Posted on 12 June 2009 at 2:33 PM

Robin said:

I have to admit, I’m not at St Anne’s College, where the position has been created, and I don’t know a great deal about it. However, I do know that the role is a new position, and was created as a ‘joke’, although it certainly isn’t funny. I think that the position has been created as every JCR (committee representing the undergraduate student body at each college) has a women’s officer, LGBTQ officer, international students’ officer, etc, and there are always people arguing that straight white men are the only people without a specific representative. (There are male and female welfare officers at each college, it’s worth mentioning.) It’s possible that this position was created to stop these people complaining, which is really unfortunate, as it devalues the genuine representational roles.

There are a number of very serious women’s issues at Oxford; the student union has a women’s officer representing women across the university. But due to the collegiate system, most colleges have an undergraduate and graduate women’s officer. There are always arguments for and against women’s officers, but they’re very necessary at Oxford, particularly as at many colleges, including my own, women are a minority (there’s a 60/40 split where I am), and as such need specific representation.

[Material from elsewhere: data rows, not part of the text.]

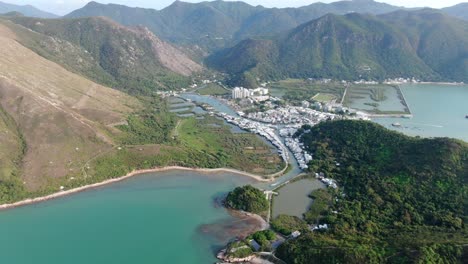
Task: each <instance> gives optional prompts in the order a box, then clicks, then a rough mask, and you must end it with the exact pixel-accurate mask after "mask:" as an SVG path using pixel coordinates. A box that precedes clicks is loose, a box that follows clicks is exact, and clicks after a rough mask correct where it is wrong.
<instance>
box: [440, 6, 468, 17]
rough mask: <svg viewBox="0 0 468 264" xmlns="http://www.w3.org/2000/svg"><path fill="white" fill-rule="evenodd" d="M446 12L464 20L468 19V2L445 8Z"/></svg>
mask: <svg viewBox="0 0 468 264" xmlns="http://www.w3.org/2000/svg"><path fill="white" fill-rule="evenodd" d="M442 11H444V12H445V13H447V14H449V15H451V16H455V17H458V18H461V19H464V20H468V3H461V4H458V5H454V6H451V7H446V8H443V9H442Z"/></svg>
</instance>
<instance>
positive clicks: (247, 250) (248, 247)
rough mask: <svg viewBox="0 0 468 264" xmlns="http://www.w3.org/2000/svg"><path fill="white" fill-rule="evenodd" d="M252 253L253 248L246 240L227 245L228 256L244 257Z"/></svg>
mask: <svg viewBox="0 0 468 264" xmlns="http://www.w3.org/2000/svg"><path fill="white" fill-rule="evenodd" d="M252 254H253V250H252V248H251V247H250V245H249V244H248V242H246V241H235V242H232V243H230V244H229V245H228V247H227V249H226V256H227V257H230V258H246V257H248V256H251V255H252Z"/></svg>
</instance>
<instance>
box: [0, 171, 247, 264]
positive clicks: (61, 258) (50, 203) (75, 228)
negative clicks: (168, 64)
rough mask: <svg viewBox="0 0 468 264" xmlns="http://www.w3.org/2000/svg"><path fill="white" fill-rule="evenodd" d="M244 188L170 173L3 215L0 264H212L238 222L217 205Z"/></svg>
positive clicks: (77, 195)
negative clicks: (226, 195)
mask: <svg viewBox="0 0 468 264" xmlns="http://www.w3.org/2000/svg"><path fill="white" fill-rule="evenodd" d="M247 183H251V179H249V178H246V177H240V176H234V175H232V174H227V173H217V174H213V175H208V176H207V175H203V174H199V173H193V172H183V171H169V172H163V173H158V175H157V176H155V175H151V174H147V175H141V176H138V177H135V178H132V179H129V180H127V181H124V182H120V183H116V184H112V185H109V186H105V187H103V188H99V189H95V190H90V191H86V192H82V193H79V194H76V195H72V196H68V197H64V198H60V199H56V200H52V201H48V202H44V203H40V204H36V205H32V206H26V207H21V208H16V209H12V210H7V211H2V212H0V234H1V235H0V252H1V254H0V263H15V264H22V263H25V264H26V263H28V264H29V263H35V264H42V263H47V264H54V263H60V264H62V263H69V264H73V263H77V264H78V263H80V264H81V263H89V264H93V263H99V264H101V263H203V264H206V263H213V262H214V261H215V259H214V252H215V251H216V250H217V249H219V247H220V246H222V245H223V244H224V243H226V242H227V240H229V239H230V238H232V237H233V235H234V234H232V233H225V234H223V233H222V232H221V233H220V230H223V231H224V232H227V231H229V230H225V229H226V226H228V227H234V226H235V225H236V222H238V221H237V219H234V218H233V217H231V216H230V215H229V214H228V213H227V212H226V210H224V209H223V208H221V207H219V206H215V202H214V199H215V198H216V197H219V196H220V195H222V194H224V193H225V192H228V191H230V190H232V189H233V188H234V187H235V186H239V185H243V184H247ZM221 223H222V224H223V225H224V226H223V228H222V229H220V228H218V229H217V228H213V224H215V225H217V224H221ZM202 227H205V228H202ZM206 227H211V228H206ZM227 229H229V228H227ZM210 230H211V231H210ZM213 232H215V234H214V233H213Z"/></svg>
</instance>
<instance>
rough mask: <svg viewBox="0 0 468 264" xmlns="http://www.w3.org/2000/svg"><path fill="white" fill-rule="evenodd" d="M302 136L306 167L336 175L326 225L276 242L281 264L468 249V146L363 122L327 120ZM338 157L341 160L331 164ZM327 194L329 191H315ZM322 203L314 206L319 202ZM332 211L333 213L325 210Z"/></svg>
mask: <svg viewBox="0 0 468 264" xmlns="http://www.w3.org/2000/svg"><path fill="white" fill-rule="evenodd" d="M308 129H310V132H309V133H305V134H303V135H297V136H300V137H301V140H302V142H304V143H305V145H306V147H307V148H308V150H309V151H311V152H312V153H314V155H315V159H314V160H313V161H312V162H311V163H310V165H311V166H310V167H311V170H312V171H316V172H324V173H325V174H326V176H327V177H332V178H334V179H336V180H337V181H338V185H339V186H340V189H339V190H338V193H337V194H336V195H335V196H334V198H336V199H337V200H336V201H335V200H334V199H333V203H332V204H330V203H327V205H329V209H324V210H321V209H320V208H319V209H318V210H317V208H313V209H312V210H313V211H312V212H311V213H309V216H310V215H311V216H312V218H313V220H315V219H316V218H317V216H318V215H320V217H319V219H318V220H319V222H323V223H327V224H329V226H330V229H329V230H328V231H326V232H313V233H305V234H304V235H303V236H301V237H300V238H299V239H297V240H292V241H289V242H287V243H285V244H284V245H282V246H281V247H280V248H279V249H278V256H279V257H280V258H281V259H283V260H285V261H286V262H287V263H298V264H299V263H310V260H317V261H320V263H463V260H464V259H466V256H467V254H468V248H467V246H466V245H467V243H468V230H467V225H466V221H467V220H468V216H467V210H466V209H467V208H468V197H467V193H468V192H467V191H468V185H467V183H468V146H467V144H466V143H464V142H461V141H457V140H452V139H446V138H440V139H418V138H411V137H408V136H404V135H402V134H399V133H396V132H392V131H389V130H387V129H385V128H383V127H381V126H379V125H376V124H374V123H371V122H364V121H349V120H348V121H331V122H325V123H321V124H319V125H317V126H315V127H312V128H311V127H308ZM337 162H338V163H340V166H337V165H336V164H337ZM313 196H314V197H321V199H323V200H325V201H330V200H329V198H330V197H328V194H326V193H324V192H322V193H313ZM319 207H320V206H319ZM332 210H333V211H337V213H336V214H334V213H332V212H331V211H332Z"/></svg>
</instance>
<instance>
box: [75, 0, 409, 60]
mask: <svg viewBox="0 0 468 264" xmlns="http://www.w3.org/2000/svg"><path fill="white" fill-rule="evenodd" d="M398 9H400V7H396V6H392V5H388V4H384V3H379V2H374V1H357V0H354V1H339V2H334V3H330V4H323V3H313V4H311V5H308V6H304V7H300V8H265V7H263V6H251V5H248V4H246V3H243V2H231V1H211V2H208V1H206V2H201V3H187V2H182V1H175V2H174V3H173V4H172V5H170V6H168V7H166V8H164V9H162V10H160V11H158V10H153V9H144V8H132V7H127V6H122V5H115V4H108V5H104V4H99V3H96V2H90V3H89V4H87V5H86V6H85V7H83V8H81V9H78V10H75V11H73V12H72V13H70V14H68V15H67V16H66V17H69V18H78V17H90V16H105V17H109V18H111V19H113V20H115V21H117V22H119V23H122V24H124V25H132V26H135V25H144V26H146V27H148V28H150V29H151V30H152V31H153V32H154V33H156V34H157V35H158V36H161V37H162V38H163V39H166V40H169V41H172V42H175V43H177V44H186V45H198V46H201V47H203V49H205V50H206V51H211V50H216V49H219V48H223V47H225V46H226V45H232V44H234V43H235V42H237V41H239V40H242V39H245V38H247V37H252V36H258V35H261V36H263V35H274V34H277V33H280V32H283V31H286V30H290V29H292V28H294V27H297V26H298V25H300V24H302V23H305V22H307V21H310V20H312V19H316V18H318V17H321V16H323V15H325V14H328V13H334V14H347V13H350V12H356V11H359V12H363V13H370V14H383V13H387V12H391V11H395V10H398Z"/></svg>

What’s interesting is that the manifesto of the ‘straight white middle-class heterosexual male’ officer contained little or no racist, homophobic or classist material - it was basically all sexism. Apparently sexism is the only form of discrimination that shouldn’t be taken seriously.

And I’m well aware that Oxford can come across as deeply prejudiced - as I said before, the vast majority of people are very progressive, but the few who aren’t make a lot of noise, and positions like these being created certainly isn’t helping.

There are a lot of people who understand all this a lot better than me, so I hope I'm making at least some sense.

Posted on 12 June 2009 at 3:03 PM

Robin said:

I probably should add, it was pretty clear from the report on this in one of the student papers that the student who has the role regarded his manifesto, and the position, as a joke, and that he claimed these weren't his real opinions. He was quoted as saying something along the lines of 'I wouldn't want people to think I was actually sexist.' (can't remember the exact wording, it was more than a week ago that I read it.) I don't think he'll be seriously representing anybody - I don't think that the role was ever meant to be serious. Not that that makes it all OK - just because it's 'ironic' doesn't mean it's not sexist.

Posted on 12 June 2009 at 5:41 PM

NorthernJess said:

I liked the article about the difference in male/female trousers. What annoys me most about 'female' trousers is the complete lack of pockets, I just can't get my phone, purse keys fags etc in like men do which nesseccitates the use of a handbag- this completly leaves me stumped as I a) have to buy another thing I don't need because I'm a woman and b) have to constantly watch an object that is not attatched to my body in order to feel "safe" from the evil bag snatching predetors (BTW has anyone seen the Vogue article recently about the 'new way we are wearing our bags this year' ie. grasped daintily in outstretched palm just waiting for some canny sod to slip it off you wrist and run to the hills with all your credit cards in tow! And Women buy into this nonsense! Come on, I know you've been indoctrinated since birth to belive you have to do everything the bill boards tell you but WAKE UP AND USE YOUR BRAIN!!!!!!! Sorry! Little rant there!)Anyway, trousers, yes, of course, women would not be half as easy to ogle unless their thighs were completly on display so women's jeans have to be tight, and that means no baggy functional pockets! If anyone knows anywhere I can buy jeans that are well made and will not last thirty seconds, with functional pockets, that are designed to fit my ass (boys jeans don't- they are really tight around the hips then loose around the waist beyond a belts help) and I don't want 'boyfriend' jeans- I don't buy into products that make assumptions about my sexuality.